Château du Tertre, or Le Tertre, is a winery in the Margaux appellation of the Bordeaux region of France, in the commune of Arsac. The wine produced here was classified as one of eighteen Cinquièmes Crus (Fifth Growths) in the Bordeaux Wine Official Classification of 1855.

== History ==
Located on the tertre (French for "hillock" or "rising ground") from which it takes its name, the ancient origins of Château du Tertre are traced back to the Seigneurie d'Arsac documented as early as 1143 whose descendants owned the estate in the 16th century. Le Tertre passed through the ownership of the Arrérac family and Marquis de Ségur until the 1855 classification. When the estate was owned by Charles Henri, Le Tertre hold a good reputation and was in demand on the Dutch market. It was sold to Jonas von Königswarter of Vienna in 1870 see Königswarter family under whose son Henri de Koenigswarter's ownership Le Tertre's reputation increased further.

By World War II the reputation and production had diminished, but in 1961 Château du Tertre was acquired by Philippe Gasqueton, who restored the vineyards and château with the backing of Belgian business partners.

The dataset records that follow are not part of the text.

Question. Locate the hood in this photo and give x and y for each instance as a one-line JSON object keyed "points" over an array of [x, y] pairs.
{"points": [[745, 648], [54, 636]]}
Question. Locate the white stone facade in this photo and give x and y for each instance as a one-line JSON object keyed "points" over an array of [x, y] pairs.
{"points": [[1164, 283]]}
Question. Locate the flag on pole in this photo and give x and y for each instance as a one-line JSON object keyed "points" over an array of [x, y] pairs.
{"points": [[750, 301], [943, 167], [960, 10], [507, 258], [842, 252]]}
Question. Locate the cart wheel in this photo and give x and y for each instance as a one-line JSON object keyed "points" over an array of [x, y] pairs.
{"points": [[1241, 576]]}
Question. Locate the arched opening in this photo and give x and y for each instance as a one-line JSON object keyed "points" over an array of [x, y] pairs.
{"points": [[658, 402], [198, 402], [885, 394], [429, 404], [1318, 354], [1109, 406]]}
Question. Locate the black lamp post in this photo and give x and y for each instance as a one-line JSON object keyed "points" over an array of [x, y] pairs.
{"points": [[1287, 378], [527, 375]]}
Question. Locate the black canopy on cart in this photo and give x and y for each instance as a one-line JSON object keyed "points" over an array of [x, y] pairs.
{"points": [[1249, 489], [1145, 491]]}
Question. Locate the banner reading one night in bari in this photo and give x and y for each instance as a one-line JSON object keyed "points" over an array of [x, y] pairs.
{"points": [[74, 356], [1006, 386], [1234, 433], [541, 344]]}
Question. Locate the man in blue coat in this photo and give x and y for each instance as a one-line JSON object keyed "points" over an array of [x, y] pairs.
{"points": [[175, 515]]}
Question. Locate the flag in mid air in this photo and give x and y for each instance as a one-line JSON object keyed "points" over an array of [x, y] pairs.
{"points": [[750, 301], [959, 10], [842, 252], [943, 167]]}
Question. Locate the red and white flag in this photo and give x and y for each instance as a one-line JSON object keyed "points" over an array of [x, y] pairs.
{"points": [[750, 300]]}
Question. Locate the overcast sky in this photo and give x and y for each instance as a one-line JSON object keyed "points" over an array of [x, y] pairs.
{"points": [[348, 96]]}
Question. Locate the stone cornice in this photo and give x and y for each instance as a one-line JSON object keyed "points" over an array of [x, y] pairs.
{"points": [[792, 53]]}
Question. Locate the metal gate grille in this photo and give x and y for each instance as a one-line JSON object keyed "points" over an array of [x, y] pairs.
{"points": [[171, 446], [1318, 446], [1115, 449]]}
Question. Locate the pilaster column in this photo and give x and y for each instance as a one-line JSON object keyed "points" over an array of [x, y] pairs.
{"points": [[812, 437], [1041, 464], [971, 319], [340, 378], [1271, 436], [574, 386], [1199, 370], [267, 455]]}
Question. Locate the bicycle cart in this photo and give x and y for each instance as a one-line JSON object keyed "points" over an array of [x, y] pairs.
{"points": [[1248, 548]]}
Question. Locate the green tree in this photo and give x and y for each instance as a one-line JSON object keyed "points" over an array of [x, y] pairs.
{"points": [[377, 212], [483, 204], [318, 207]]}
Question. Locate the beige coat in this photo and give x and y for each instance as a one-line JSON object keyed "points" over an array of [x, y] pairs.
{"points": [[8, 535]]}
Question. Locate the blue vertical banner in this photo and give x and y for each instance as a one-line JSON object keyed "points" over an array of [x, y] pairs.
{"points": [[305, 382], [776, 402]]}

Following Gasqueton's death in 1995 his widow sold the property to Eric and Louise Albada Jelgersma, owners of the neighbouring estate Château Giscours. In 1997, Eric Albada Jelgersma bought the estate and invested in the large-scale overall restructuring, thus returning its former noble personality to the Chateau du Tertre.

== Production ==
From an 80 hectare estate, the vineyard area extends approximately 50 hectares consisting of the grape varieties of 40% Cabernet Sauvignon, 35% Merlot, 20% Cabernet Franc and 5% Petit Verdot, with vines averaging about 35 years.

The estate also makes a second wine, "Les Hauts du Tertre".